Tue 11 Nov 2025

M. E. CHABER – The Flaming Man. Milo March #18. Holt Rinehart & Winston, hardcover, 1969. Paperback Library, paperback, June 1970; cover art by Robert McGinnis. Steeger Books, softcover, 2021.
Milo March isn’t quite a private eye, but as an freelance insurance investigator, he’s the next best thing. He’s hired in this case to handle a building fire in L.A. that occurred soon after the riots there. Worse, three bodies are found in the ashes, all three burnt beyond identification. Since the owner of the building has disappeared, it is assumed he is one of three.
As long time mystery readers, we know better than that, don’t we?

On a hardboiled scale ranging from 1 to 10, the best I can offer is 2.5, and at that, I think I’m stretching it. The pace is leisurely. Nothing much happens until it does and the book is over. Milo can be a little tough when he needs to be, but it doesn’t happen often enough. He does do a lot of drinking, and I mean a lot.

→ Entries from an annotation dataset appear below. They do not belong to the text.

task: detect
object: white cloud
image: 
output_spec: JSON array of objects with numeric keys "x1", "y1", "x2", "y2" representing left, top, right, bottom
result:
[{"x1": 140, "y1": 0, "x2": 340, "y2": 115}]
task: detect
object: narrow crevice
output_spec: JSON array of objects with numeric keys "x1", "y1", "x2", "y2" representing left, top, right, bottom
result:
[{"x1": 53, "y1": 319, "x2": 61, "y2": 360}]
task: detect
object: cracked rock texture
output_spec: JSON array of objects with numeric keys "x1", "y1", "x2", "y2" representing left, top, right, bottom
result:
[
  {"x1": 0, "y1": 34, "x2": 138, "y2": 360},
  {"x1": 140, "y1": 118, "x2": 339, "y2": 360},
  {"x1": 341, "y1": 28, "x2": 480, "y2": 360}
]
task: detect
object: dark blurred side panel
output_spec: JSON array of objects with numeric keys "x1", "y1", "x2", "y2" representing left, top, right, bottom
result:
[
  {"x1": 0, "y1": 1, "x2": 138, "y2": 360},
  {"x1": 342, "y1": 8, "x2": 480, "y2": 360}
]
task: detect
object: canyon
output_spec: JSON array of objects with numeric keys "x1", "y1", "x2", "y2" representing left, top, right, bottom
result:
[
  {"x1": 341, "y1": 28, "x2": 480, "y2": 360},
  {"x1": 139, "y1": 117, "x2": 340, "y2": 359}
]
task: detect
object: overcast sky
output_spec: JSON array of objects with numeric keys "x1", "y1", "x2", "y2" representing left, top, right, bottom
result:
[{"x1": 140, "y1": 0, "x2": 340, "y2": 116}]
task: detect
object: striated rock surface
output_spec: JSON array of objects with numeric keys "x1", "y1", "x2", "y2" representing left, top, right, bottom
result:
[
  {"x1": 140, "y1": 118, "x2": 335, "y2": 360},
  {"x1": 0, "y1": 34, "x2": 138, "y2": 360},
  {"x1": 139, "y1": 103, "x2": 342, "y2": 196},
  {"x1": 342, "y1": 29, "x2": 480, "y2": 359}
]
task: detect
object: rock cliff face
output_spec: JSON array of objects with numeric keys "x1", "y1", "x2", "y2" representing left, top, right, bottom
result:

He has a bottle or glass of liquid spirits in hand that averages out to nearly every other page. He is at one time forced to drink Cokes steadily over several pages. Never again, he says.
This is a book that at least one reader found entertaining enough to keep reading, but taking two months to do so is another long stretch of time that I thought maybe I should tell you about. You can take it from there.